# From text to matrices

## Documents as vectors
Unfortunately, computers find it hard to read texts. They like numbers more. We can't just feed it the tokens but have to transform each sentence to a **vector**.

A vector is just a list of numbers, such as [0, 10, 1, 15]. 

How to convert a text to a series of numbers is much debated. Below we show you the easiest and most common scenario: the **bag-of-words** approach.

This approach assumes that a document can be adequately represented by simply counting the words they contain. We represent the document numerically by collecting the **token frequencies**. For example, the code below converts a sentence to a vector of term frequencies


In [None]:
from collections import Counter
fw = Counter(preprocess(sentence).split())
print(fw)

In [None]:
print(list(fw.values()))

In [None]:
We can vectorize all documents, and construct a **document-term matrix**. A matrix is nothing more than a collection of individual vectors, stacked as rows on top of each other. 
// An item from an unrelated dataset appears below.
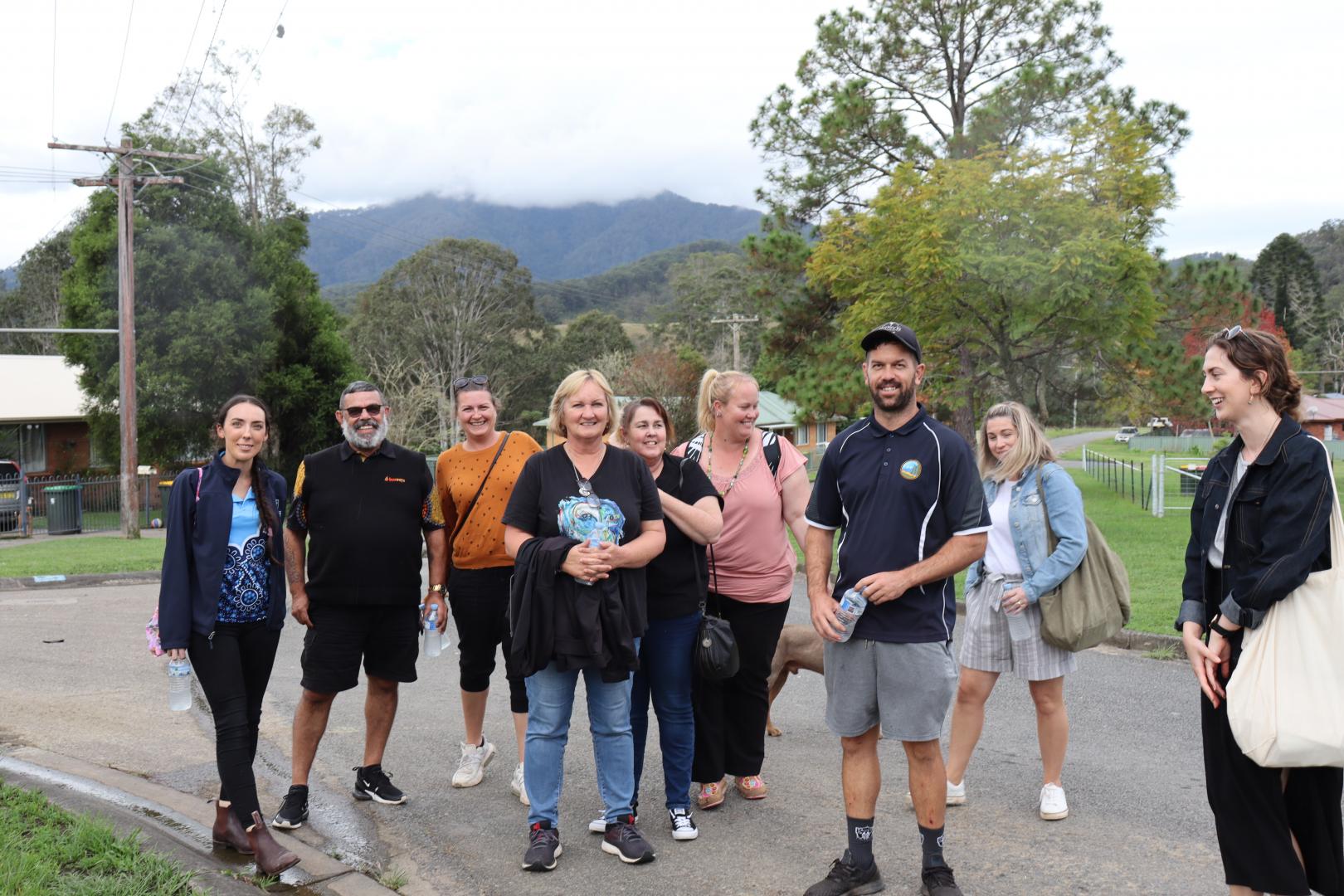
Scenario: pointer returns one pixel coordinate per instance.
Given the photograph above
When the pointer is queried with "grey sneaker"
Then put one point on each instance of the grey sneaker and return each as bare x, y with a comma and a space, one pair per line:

Image our corpus consists of just two sentences: "I like food", "Cats like like food"

Using the bag-of-words approach we can convert this corpus to the following document-term matrix.

In [None]:
pd.DataFrame([[1,0,1,1],[0,1,1,2]],
              columns=["i","cats","food","like"], 
              index=['i like food','cats like like food'])


In [None]:
  We can do the same for the sentences we stored in the `SentenceProcessed` column. And the good news is that you don't have to write much of the code, because `sklearn` has provided you with many tools that simplify this task a lot.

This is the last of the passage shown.